The analogy isn't perfect either way — speed bumps are predictable, and they're there to slow you down; they only materially affect your speed. Maybe some incidental effects are possible on your suspension and your vertebrae, but if you're driving over them properly, it's negligible. And Waze already handles speed by its nature.

Dirt roads, on the other hand, carry further consequences. Dirt roads are unpredictable. A freshly-graded one can be traversed at a speed nearly the same as if it were paved. If it's not adequately maintained, yes, they will slow you down — but unlike speed bumps, the ruts and bumps in unmaintained dirt roads are not painted yellow, nor are their locations known ahead of time. Further, even a well-maintained dirt road carries risks. Rocks thrown from gravel roads can crack windshields and lights, dent body panels, and puncture tires and even tanks. Dirt can gunk up your air filters, leading to more frequent service intervals. Dust thrown up into the air can impair visibility. Further, cars are harder to control on loose surfaces, so more inexperienced or skittish drivers may wish to avoid them.

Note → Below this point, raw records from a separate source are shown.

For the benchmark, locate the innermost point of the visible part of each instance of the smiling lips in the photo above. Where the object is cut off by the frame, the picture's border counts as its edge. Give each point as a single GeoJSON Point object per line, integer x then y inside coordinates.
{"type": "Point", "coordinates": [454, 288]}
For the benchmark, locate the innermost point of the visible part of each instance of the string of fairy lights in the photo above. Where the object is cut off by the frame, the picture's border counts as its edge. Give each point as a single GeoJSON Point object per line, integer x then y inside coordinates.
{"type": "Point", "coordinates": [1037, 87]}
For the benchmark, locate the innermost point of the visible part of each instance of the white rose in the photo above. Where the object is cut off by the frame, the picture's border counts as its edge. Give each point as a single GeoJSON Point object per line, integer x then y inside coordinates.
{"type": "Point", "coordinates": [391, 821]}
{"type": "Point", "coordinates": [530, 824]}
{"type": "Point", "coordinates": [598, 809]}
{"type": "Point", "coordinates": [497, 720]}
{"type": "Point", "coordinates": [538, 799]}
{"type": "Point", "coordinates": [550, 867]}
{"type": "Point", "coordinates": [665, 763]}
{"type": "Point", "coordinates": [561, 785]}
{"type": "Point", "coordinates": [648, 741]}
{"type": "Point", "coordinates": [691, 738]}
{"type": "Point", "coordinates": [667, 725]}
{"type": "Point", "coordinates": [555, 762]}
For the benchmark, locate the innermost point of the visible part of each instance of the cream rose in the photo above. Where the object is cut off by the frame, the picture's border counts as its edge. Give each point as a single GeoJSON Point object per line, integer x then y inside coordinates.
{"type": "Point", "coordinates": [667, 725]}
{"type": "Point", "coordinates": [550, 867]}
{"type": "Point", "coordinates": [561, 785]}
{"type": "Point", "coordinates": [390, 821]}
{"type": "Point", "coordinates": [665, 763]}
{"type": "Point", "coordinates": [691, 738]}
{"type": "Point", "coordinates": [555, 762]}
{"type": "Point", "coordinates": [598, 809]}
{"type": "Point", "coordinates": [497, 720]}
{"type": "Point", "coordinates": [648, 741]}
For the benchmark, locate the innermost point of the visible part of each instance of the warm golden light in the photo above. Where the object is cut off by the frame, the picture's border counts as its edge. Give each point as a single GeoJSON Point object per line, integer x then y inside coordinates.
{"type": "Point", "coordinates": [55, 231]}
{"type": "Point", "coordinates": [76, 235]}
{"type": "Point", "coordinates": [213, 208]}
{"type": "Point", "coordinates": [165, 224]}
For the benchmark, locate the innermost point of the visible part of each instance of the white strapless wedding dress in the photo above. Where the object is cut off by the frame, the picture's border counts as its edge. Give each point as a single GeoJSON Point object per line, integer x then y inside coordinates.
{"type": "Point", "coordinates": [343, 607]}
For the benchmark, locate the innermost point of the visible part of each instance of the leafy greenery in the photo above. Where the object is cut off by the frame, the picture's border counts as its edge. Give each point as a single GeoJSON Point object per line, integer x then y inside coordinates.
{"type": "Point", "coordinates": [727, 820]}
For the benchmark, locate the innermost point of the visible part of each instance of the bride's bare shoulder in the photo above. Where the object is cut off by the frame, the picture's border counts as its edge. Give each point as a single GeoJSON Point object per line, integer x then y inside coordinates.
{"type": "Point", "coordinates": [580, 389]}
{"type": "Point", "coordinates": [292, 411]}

That's not to say all classified dirt roads should be set to "dirt road", but they also shouldn't all be set to their functional class type. I've read the other thread, and what that leads me to believe is that standards should be set locally/geographically based on what's necessary, so users in certain areas know what to expect. At least where I've been in southeastern Michigan, there's always a paved alternative; daknife paints quite a different picture out West.

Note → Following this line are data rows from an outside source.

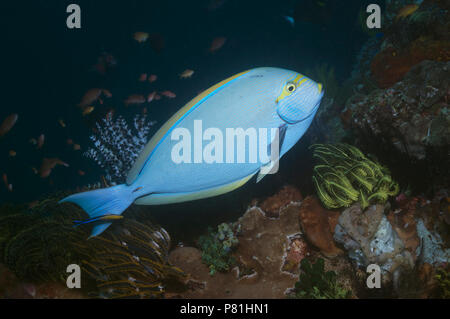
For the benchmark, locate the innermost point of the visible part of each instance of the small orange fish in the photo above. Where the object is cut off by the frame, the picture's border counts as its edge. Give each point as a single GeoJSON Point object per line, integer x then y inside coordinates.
{"type": "Point", "coordinates": [140, 36]}
{"type": "Point", "coordinates": [8, 123]}
{"type": "Point", "coordinates": [217, 43]}
{"type": "Point", "coordinates": [109, 115]}
{"type": "Point", "coordinates": [90, 97]}
{"type": "Point", "coordinates": [40, 141]}
{"type": "Point", "coordinates": [107, 93]}
{"type": "Point", "coordinates": [88, 110]}
{"type": "Point", "coordinates": [33, 204]}
{"type": "Point", "coordinates": [169, 94]}
{"type": "Point", "coordinates": [48, 164]}
{"type": "Point", "coordinates": [135, 99]}
{"type": "Point", "coordinates": [152, 78]}
{"type": "Point", "coordinates": [143, 77]}
{"type": "Point", "coordinates": [5, 180]}
{"type": "Point", "coordinates": [151, 96]}
{"type": "Point", "coordinates": [186, 74]}
{"type": "Point", "coordinates": [406, 11]}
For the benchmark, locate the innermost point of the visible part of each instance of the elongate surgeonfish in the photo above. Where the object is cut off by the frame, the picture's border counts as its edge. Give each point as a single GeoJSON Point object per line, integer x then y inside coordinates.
{"type": "Point", "coordinates": [258, 99]}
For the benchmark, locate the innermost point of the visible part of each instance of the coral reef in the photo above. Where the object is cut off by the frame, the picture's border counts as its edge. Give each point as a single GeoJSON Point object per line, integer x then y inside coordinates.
{"type": "Point", "coordinates": [217, 246]}
{"type": "Point", "coordinates": [130, 260]}
{"type": "Point", "coordinates": [413, 34]}
{"type": "Point", "coordinates": [260, 257]}
{"type": "Point", "coordinates": [345, 175]}
{"type": "Point", "coordinates": [272, 205]}
{"type": "Point", "coordinates": [370, 239]}
{"type": "Point", "coordinates": [318, 226]}
{"type": "Point", "coordinates": [267, 258]}
{"type": "Point", "coordinates": [410, 120]}
{"type": "Point", "coordinates": [324, 74]}
{"type": "Point", "coordinates": [316, 283]}
{"type": "Point", "coordinates": [116, 146]}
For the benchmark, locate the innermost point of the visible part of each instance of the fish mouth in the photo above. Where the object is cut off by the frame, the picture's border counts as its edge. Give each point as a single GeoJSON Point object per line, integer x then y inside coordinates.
{"type": "Point", "coordinates": [303, 119]}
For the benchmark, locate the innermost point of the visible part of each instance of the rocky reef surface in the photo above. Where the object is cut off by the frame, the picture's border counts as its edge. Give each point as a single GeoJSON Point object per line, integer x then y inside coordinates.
{"type": "Point", "coordinates": [408, 240]}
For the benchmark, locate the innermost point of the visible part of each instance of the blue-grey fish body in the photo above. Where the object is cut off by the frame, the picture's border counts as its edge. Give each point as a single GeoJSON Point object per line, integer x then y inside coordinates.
{"type": "Point", "coordinates": [258, 99]}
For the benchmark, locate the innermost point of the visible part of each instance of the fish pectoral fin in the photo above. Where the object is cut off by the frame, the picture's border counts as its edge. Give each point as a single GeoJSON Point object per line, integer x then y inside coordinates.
{"type": "Point", "coordinates": [272, 166]}
{"type": "Point", "coordinates": [281, 135]}
{"type": "Point", "coordinates": [269, 168]}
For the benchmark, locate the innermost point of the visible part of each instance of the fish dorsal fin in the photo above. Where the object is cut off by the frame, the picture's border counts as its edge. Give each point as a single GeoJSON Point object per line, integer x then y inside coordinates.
{"type": "Point", "coordinates": [145, 155]}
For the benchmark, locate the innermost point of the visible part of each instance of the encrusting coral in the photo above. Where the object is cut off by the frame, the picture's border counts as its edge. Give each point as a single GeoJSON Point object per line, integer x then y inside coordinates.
{"type": "Point", "coordinates": [316, 283]}
{"type": "Point", "coordinates": [217, 246]}
{"type": "Point", "coordinates": [344, 175]}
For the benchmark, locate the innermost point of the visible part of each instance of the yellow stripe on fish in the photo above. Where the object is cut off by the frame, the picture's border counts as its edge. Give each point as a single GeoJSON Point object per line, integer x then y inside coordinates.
{"type": "Point", "coordinates": [159, 135]}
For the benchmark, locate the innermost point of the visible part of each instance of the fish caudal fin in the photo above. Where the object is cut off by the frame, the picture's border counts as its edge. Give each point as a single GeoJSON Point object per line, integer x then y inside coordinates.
{"type": "Point", "coordinates": [103, 205]}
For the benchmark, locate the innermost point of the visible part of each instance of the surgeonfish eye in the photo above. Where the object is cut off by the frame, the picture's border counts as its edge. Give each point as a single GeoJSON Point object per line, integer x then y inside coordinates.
{"type": "Point", "coordinates": [290, 87]}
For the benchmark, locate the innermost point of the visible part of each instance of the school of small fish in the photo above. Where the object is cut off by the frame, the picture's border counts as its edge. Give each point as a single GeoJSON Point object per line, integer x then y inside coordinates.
{"type": "Point", "coordinates": [93, 100]}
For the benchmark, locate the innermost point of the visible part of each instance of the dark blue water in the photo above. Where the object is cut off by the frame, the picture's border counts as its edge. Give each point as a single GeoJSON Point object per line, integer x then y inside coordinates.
{"type": "Point", "coordinates": [47, 68]}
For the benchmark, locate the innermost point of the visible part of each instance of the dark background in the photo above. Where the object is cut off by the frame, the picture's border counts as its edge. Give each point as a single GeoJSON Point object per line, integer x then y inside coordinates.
{"type": "Point", "coordinates": [48, 67]}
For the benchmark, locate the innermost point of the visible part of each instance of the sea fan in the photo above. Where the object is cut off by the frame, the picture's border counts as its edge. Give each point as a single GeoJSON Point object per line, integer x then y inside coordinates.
{"type": "Point", "coordinates": [116, 146]}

I agree that a "Hey, a toll / dirt road would save you x minutes" would be very nice, but that's a separate issue altogether.

Re: Road Types (USA) – comprehensive overhaul of drivable ro

PostPosted: Thu Mar 20, 2014 12:47 pm
by sketch
kentsmith9 wrote:Sketch, I took the liberty to make some adjustments to the Ramp section based on our discussions on ramps so far. I put up a version of that page here here to review. I was especially worried about the wording of the double negative section of when not to use ramps. I think this proposal addresses that possible confusion point.

Thanks Kent this looks very good. I didn't edit the text for Ramp much if any because I didn't intend to change the rule.

I was looking at that section and was wondering why the language "grade-separated interchange" isn't used at all. It might provide a good contrast to "at-grade". I added a caption to the expressway image under Highways that uses that language, also.

For what it's worth, I got that Florida FC map to load (slowly, but eventually).

dbraughlr's point is well-taken. Disputes may arise in anything. The idea that a better-defined system will have more, rather than fewer, disputes is preposterous.

If this system works nationwide, unmodified, then deviation from the standard won't be necessary AT ALL. The only deviations I've made from this system are mostly inconsequential, basically places where a separate road is used effectively as an at-grade connector. That's it, and I've implemented it in two major metropolitan areas — one of which I did entirely on my own — along with much of the surrounding countryside (and bayous).